I know where you are coming from. I find that a lot of videographers do not have respect for the Lighing technicians at all as we sometime have to spend more hour in school halls, local halls and theatres plotting the scenes and we generally in before any one else to make sure all is working and if not go up in to the rig and replace any thing thats not. I do my best to think ahead when doing the lighting for plays and take in to account that it may be videoed.

Alot of the time I am give the script at the first rehersal which is also the day that we setup on and do not have much time to go thought the script then and then. When this happens I tend to wash the stage with colour from over head onstage and keep white light from the front. I do use a lot of led lights now as RGB as they make it easy to get colours on stage than having to try and gel lights.

I also see it from the video side as I have a good friend who does a lot of the school plays I light and now that I do videoing as well I can see the problem with the camera sees light.

I do have sony cameras the main one is a Z5. If I am videoing a play and always there about an hour before the doors open and I have the camera setup and I would ask the Lighting tech to show me a scene that he uses alot of blue so I know what the camera is going to do. If its very blue, I would get him to light the stage before the play with the blue at 50% and the main white light at 30 to 50% as well and put a white A4 pice of paper on stage where is got both lights shining on it and then set a use defind white balance on that. which then is set to one of my assined buttons so I can go to it in that scene and switch back to my main wite balance.

Jan Klier
October 30th, 2017, 04:36 AM
That is LED lighting. Even worse it might be a mix of old tungsten Lecos above but the color issue is coming from the LED pars lining the front of the stage. This is more about the blue LED lights reacting to the cameras sensors than is the human brains ability to compensate for bad color shifts.

Those light heads are programmable. If the lighting director will work with you there is a fix. Ask him if he will add some green to the blue to get them off of the pure blue setting. It does not have to be a lot of green, they can still look blue.

In my experience that is indeed an issue primarily with the very popular LED lights everyone is using. I was just recording a major award show in NYC (no amateur lighting folks) and we have the same problem there every year. I looked on the vector scope on my camera, and you can see the saturation/chroma go way past the limit in the respective colors. Which is why it looks so awful afterwards.

With some experimentation you could probably modify the camera profiles / matrix to pull chroma back into legal range during recording, but it would require more time to dial in than we are typically afforded during setup in a fast paced environment.

The other option you have in post on an advanced video editor, is to pull in saturation.

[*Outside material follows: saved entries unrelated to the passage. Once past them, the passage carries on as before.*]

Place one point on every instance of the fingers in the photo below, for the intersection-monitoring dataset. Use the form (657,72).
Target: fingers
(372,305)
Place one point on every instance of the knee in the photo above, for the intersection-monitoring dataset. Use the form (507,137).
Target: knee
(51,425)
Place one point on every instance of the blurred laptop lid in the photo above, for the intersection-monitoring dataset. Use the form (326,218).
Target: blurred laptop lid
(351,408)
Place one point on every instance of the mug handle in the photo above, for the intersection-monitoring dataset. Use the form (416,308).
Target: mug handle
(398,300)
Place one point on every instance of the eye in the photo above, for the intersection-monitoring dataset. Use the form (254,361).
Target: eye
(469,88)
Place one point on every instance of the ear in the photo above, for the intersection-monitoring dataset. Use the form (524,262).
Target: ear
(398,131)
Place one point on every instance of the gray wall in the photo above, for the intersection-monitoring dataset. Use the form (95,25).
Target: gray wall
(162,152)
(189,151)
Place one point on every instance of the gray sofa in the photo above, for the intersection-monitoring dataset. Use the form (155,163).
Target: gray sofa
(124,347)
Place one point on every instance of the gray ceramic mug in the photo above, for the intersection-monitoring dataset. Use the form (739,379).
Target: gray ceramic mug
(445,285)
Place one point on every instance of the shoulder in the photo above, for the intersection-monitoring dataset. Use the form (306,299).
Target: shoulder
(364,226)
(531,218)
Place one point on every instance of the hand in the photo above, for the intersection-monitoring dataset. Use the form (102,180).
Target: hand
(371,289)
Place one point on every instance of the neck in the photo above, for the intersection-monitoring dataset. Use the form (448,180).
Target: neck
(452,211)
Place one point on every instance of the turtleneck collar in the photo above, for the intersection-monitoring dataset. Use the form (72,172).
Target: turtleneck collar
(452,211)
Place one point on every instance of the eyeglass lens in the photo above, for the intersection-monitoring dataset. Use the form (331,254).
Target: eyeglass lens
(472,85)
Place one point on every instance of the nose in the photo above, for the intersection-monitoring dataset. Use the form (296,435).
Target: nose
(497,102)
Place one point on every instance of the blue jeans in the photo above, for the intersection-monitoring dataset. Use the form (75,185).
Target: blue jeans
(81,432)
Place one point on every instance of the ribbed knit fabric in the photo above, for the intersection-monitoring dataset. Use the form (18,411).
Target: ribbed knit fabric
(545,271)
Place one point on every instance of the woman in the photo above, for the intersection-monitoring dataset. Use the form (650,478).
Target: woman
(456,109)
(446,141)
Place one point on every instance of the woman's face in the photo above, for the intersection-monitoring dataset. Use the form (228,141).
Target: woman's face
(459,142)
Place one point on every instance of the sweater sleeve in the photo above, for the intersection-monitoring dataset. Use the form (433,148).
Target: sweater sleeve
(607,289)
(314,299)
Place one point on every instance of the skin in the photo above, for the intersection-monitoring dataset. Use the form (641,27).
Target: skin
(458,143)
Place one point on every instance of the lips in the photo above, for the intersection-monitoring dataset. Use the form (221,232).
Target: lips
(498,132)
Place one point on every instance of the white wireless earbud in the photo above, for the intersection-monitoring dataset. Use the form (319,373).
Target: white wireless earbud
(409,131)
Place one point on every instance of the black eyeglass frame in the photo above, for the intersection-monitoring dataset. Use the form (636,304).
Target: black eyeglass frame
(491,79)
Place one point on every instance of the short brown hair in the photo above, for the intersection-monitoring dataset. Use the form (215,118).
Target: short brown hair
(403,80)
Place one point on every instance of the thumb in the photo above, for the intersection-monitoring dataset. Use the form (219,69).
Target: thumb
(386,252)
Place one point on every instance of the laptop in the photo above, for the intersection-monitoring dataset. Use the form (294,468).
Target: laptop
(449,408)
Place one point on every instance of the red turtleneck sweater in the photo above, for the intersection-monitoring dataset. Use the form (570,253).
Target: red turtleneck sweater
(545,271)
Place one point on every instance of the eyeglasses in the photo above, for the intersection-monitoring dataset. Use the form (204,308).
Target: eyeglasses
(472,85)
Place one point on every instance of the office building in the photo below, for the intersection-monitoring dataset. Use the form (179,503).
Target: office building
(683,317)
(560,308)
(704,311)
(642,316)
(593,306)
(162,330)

You could use a chroma clamp effect, or in Resolve use the Sat/Sat curve to tame the most saturated elements of the shot. I generally do the latter to make it usable.

But as Steven said, if they mixed in some other color channels ever so slightly it wouldn't change the look, but would eliminate the saturation and driving your camera past the limit. Saturation mathematically is the distance between the most dominant chroma signal and the next signal after that. By adding in the other channels, that distances gets reduced, without eliminating the overall look in perceptual ways for most folks.

I think the reason the LED lights are so bad, is because other than old stage lighting that started full spectrum and then filtered for a specific color, LEDs start out with pure RGB and thus make it too easy to drive a single color channel, vs. the subtractive filter which always left a range. Thus LED lights usually being maxed out on saturation compared to what we're used to.